Much like your clothes, these shoes should be as versatile as possible. They should go with all of your outfits.
For our trip to Spain on Norwegian Air, I wore a pair of trendy sneakers on the plane and packed a pair of nice sandals. Both were comfortable enough to walk all day in, and the sandals gave me the option to dress up my outfits a little.
With such a strict weight limit, we usually only take the toiletries that are absolutely necessary.
We pack those that are difficult to find or that we need one specific brand of. Anything else such as shampoo, conditioner and the like, we buy after we land.
This also lets us experience the city that we’re in differently. Going out to buy such commonplace items lets us experience a little bit of regular local life.

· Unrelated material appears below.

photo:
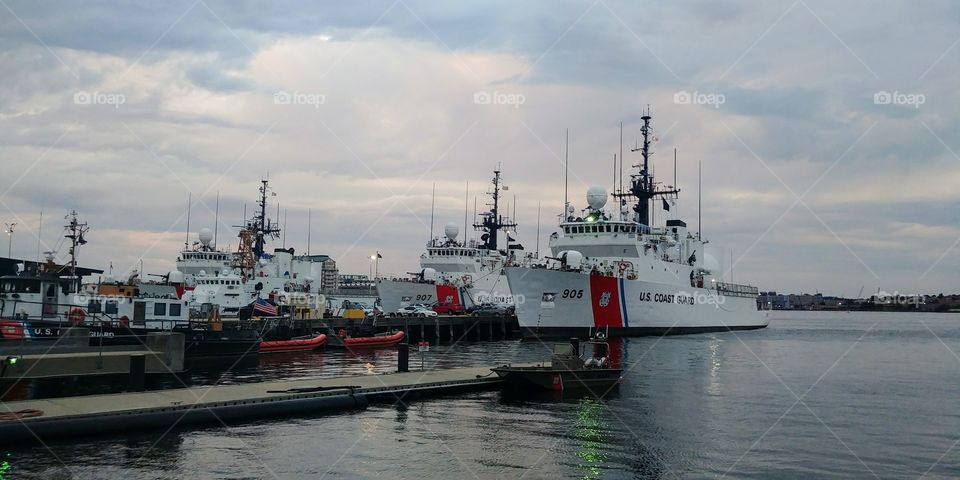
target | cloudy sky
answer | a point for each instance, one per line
(827, 130)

Downsize your electronics.
If you’re used to traveling with a laptop, ask yourself whether this is something you really need to bring. If you do feel the need to bring it, consider whether an iPad or other tablet would be sufficient for your needs.
Unless you need to work while on vacation, a smartphone should be enough to get you through your trip.
Use a travel-sized pill organizer to pack your medications instead of bringing the whole bottle.
I like to bring a bit more than what I need just to be safe or in case I accidentally drop a pill on the floor and can’t find it. Unfortunately, I am very prone to doing this and it happens more than I’d like to admit.
We also recommend you take a picture of your medication bottle so that you have the exact name and dosage of what you take.
Should anything happen and you need a refill or a replacement, you’ll want to have this information handy.
Traveling with medical devices on Norwegian Air
If you travel with medical devices such as oxygen tanks or a CPAP machine, these won’t count against your carry on item limit.
However, you should note that Norwegian requires that medical equipment be packed separately from other baggage so it can be presented at the check-in counter.
Norwegian also recommends that you carry a medical declaration or other documentation which shows you have a need for this equipment.
You can read more about Norwegian Air’s guidelines on medical equipment here.
Conclusion: How strict is Norwegian Air about their 22 lb weight limit?
The answer, based on our experience, is that it varies by airport.
In Paris, our carry on and personal item were weighed together to ensure that they did not go over the limit. We saw a lot of people who ended up having to repack and stuff things into their pockets to avoid being charged a fee.
Meanwhile, in Barcelona, the agents only weighed the bigger of the two bags to check that it did not exceed 22 pounds.
Still, our recommendation is to always assume that Norwegian Air will be strict about the weight limit.
This will save you the headache of having to repack in a frenzy if you happen upon a strict gate agent.